Pemerintahan yang berbasis di Tripoli, dikenal sebagai Pemerintah Persatuan Nasional (GNU) dan diakui oleh Perserikatan Bangsa-Bangsa (PBB), tetap mempertahankan Mahkamah Agung Libya sebagai lembaga yudisial tertinggi. Mahkamah Agung ini secara administratif beroperasi di Tripoli dan masih menjalankan fungsi kasasi, konstitusional, serta pengawasan terhadap sistem peradilan di wilayah barat dan sebagian wilayah selatan negara tersebut.

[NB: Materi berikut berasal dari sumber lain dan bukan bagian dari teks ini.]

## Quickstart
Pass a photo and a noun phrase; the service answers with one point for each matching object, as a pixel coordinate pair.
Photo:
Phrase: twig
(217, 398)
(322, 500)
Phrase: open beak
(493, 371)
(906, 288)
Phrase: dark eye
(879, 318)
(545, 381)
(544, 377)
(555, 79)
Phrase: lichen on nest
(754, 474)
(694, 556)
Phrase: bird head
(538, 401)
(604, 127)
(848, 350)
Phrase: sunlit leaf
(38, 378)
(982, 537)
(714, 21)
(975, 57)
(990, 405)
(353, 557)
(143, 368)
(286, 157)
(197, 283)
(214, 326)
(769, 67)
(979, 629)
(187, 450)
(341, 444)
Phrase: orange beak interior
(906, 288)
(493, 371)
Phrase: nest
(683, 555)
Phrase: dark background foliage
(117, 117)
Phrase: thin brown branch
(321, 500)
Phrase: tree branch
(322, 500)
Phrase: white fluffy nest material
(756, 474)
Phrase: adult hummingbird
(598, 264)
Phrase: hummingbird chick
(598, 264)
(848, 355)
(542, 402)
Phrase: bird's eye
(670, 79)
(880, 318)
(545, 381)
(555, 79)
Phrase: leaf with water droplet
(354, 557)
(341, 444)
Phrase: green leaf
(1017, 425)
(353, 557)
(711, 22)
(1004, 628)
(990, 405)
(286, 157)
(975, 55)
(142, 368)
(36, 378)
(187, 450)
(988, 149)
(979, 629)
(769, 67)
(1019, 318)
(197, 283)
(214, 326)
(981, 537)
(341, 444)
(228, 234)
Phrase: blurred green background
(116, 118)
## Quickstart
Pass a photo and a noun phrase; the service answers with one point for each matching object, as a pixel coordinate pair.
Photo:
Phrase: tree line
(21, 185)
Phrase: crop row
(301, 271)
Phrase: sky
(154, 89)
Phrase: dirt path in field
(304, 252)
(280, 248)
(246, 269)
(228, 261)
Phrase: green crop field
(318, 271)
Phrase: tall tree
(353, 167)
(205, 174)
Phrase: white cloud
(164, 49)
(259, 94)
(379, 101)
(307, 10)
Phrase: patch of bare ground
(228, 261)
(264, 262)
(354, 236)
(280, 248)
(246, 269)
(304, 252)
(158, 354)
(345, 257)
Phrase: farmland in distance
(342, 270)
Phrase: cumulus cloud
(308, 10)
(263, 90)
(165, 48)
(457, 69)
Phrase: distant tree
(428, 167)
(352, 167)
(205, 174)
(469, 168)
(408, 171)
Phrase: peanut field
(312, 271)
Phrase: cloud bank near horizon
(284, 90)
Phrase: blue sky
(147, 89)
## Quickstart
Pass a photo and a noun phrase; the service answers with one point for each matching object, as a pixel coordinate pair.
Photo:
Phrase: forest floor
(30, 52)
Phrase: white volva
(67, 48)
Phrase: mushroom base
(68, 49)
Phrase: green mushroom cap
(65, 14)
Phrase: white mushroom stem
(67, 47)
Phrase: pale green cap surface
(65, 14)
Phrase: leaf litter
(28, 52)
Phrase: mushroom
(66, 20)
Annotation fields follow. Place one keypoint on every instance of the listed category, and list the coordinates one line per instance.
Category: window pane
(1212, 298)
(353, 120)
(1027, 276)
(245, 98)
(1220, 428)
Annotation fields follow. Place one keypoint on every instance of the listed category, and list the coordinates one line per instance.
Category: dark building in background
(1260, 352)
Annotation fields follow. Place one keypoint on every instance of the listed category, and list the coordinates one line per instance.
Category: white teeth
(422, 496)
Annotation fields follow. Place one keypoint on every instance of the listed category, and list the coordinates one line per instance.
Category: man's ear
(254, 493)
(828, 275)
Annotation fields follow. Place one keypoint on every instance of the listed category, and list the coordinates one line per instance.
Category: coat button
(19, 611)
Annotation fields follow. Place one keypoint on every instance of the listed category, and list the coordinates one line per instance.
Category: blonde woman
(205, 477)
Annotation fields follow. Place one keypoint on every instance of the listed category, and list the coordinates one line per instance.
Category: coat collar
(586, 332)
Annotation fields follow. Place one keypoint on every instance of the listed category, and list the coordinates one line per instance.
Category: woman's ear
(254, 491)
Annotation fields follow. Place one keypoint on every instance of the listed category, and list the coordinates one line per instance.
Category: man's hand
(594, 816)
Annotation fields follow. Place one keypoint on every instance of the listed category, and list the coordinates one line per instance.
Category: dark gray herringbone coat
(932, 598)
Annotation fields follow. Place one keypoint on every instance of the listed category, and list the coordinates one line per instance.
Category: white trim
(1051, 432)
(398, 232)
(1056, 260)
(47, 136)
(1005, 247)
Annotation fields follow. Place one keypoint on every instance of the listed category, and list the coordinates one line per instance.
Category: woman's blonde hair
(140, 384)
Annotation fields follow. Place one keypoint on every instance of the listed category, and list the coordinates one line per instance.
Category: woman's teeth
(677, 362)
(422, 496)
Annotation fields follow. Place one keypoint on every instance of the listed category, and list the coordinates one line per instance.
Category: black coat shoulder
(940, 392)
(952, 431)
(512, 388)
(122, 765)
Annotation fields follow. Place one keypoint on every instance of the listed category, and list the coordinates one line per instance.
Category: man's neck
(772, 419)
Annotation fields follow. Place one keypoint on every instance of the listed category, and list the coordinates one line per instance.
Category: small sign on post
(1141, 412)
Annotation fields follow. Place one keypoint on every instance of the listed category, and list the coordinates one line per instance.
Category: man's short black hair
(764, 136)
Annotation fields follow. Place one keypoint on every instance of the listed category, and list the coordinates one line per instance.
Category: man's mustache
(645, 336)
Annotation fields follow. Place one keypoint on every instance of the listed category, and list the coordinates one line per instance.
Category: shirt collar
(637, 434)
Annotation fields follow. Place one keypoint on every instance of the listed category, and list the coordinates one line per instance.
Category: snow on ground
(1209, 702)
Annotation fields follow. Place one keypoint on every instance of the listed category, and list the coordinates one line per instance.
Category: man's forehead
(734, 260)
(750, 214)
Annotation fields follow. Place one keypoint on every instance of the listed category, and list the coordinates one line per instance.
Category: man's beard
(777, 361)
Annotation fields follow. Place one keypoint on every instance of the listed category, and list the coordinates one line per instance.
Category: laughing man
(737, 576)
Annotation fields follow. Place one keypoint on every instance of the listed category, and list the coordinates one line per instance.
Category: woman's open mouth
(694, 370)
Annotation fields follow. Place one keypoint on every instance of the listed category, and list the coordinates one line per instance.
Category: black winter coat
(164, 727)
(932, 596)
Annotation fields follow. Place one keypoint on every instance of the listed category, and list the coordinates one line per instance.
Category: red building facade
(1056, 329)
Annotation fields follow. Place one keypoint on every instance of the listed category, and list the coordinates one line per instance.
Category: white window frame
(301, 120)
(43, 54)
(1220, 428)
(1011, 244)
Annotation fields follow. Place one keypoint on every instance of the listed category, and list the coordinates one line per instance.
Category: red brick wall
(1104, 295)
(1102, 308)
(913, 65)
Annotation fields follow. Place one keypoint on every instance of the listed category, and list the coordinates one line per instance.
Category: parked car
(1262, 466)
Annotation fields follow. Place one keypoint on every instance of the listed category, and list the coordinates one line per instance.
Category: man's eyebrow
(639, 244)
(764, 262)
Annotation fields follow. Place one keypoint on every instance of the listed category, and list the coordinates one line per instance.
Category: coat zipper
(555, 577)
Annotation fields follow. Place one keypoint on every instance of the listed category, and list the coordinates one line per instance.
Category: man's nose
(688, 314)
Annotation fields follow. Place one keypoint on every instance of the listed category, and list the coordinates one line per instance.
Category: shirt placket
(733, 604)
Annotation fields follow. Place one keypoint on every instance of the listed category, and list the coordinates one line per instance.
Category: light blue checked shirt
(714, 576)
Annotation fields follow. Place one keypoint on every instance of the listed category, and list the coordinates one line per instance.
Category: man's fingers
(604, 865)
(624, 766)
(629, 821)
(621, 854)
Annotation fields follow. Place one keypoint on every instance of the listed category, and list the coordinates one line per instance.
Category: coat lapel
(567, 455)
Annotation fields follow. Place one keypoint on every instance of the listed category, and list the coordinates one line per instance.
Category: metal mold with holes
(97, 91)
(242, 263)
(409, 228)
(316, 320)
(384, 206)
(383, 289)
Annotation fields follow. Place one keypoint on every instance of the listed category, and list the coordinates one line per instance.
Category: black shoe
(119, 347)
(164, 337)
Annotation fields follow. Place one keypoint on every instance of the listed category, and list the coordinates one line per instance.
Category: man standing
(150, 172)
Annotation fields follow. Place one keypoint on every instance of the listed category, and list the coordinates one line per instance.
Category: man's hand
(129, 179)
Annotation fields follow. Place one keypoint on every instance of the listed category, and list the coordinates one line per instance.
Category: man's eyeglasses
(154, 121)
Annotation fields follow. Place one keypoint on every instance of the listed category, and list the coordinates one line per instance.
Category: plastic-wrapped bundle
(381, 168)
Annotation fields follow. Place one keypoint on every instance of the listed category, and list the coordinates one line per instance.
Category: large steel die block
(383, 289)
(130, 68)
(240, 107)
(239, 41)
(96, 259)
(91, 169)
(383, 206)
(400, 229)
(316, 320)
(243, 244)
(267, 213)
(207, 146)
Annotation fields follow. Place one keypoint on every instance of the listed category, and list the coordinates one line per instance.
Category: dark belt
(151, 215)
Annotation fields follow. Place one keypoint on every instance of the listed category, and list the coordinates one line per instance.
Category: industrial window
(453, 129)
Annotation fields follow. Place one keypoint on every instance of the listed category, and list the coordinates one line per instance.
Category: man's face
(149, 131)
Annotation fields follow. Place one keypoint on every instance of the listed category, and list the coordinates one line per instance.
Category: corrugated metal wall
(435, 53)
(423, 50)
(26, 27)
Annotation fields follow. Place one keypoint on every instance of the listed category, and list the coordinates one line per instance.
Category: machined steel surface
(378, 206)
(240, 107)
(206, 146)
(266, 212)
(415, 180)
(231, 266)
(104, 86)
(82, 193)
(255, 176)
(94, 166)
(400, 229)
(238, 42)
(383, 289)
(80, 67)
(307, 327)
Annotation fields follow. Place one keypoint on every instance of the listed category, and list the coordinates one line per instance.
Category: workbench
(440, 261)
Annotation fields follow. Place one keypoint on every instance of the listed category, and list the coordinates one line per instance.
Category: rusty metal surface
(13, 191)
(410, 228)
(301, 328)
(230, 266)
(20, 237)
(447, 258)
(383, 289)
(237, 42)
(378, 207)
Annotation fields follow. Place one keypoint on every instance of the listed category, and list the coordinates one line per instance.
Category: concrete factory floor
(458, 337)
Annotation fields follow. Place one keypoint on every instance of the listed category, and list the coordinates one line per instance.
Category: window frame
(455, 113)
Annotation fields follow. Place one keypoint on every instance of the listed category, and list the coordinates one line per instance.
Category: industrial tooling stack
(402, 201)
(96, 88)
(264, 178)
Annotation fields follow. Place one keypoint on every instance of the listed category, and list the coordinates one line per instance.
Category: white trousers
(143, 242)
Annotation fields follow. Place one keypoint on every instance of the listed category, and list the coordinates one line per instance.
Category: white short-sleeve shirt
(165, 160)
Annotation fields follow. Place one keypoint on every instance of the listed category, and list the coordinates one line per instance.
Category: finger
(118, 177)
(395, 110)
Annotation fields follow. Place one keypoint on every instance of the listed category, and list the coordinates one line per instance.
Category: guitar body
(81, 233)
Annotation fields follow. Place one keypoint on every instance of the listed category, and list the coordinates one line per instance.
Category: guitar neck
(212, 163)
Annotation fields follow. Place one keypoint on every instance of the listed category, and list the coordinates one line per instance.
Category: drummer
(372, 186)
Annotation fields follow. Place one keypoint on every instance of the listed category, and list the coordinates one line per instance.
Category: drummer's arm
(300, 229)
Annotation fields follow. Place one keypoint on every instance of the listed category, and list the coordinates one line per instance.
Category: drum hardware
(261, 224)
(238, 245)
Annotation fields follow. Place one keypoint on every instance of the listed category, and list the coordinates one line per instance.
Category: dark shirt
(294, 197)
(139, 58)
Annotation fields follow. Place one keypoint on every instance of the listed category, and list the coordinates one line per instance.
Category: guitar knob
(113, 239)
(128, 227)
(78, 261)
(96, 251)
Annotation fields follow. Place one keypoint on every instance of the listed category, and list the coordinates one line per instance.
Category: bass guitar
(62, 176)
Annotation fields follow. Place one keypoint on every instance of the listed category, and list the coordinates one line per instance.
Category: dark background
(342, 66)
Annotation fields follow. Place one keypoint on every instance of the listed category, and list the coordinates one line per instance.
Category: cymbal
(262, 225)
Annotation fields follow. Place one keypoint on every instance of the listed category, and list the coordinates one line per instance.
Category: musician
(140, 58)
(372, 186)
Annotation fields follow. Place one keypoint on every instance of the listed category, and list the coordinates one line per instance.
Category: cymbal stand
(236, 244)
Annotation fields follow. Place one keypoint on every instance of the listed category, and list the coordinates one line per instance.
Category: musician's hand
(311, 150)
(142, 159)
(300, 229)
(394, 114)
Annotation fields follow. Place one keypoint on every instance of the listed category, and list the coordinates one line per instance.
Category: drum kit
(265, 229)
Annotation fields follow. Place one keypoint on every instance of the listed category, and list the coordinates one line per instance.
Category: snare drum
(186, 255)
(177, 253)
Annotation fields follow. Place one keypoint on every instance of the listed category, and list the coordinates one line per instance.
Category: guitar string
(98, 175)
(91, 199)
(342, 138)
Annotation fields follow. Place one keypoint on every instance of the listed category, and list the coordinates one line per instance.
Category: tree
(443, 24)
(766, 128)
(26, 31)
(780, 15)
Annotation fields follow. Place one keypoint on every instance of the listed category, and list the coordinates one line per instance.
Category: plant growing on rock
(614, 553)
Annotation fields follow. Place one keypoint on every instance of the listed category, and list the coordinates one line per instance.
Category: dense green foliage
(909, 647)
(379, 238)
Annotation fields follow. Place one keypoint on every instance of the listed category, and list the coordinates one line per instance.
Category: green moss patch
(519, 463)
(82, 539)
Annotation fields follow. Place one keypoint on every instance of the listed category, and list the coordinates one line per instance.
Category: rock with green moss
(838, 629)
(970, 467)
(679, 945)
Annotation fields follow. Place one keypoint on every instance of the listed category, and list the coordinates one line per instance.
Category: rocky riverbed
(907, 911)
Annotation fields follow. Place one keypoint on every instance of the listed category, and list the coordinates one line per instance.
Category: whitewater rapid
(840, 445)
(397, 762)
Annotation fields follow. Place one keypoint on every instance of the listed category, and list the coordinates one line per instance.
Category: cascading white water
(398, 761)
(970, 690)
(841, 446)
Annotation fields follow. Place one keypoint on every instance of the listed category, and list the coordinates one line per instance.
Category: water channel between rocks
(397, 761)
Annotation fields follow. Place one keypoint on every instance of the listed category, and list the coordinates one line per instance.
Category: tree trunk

Sementara itu, kubu tandingan yang berbasis di timur Libya, yakni Pemerintahan Sementara yang berafiliasi dengan House of Representatives (HoR) di Tobruk dan didukung oleh Tentara Nasional Libya (LNA) pimpinan Khalifa Haftar, menjalankan sistem peradilan tersendiri di wilayah kekuasaannya. Meski tidak membentuk Mahkamah Agung baru secara eksplisit, pemerintahan di Benghazi mengelola pengadilan dan otoritas yudisial lokal secara otonom, memutuskan perkara-perkara hukum tanpa merujuk ke Tripoli.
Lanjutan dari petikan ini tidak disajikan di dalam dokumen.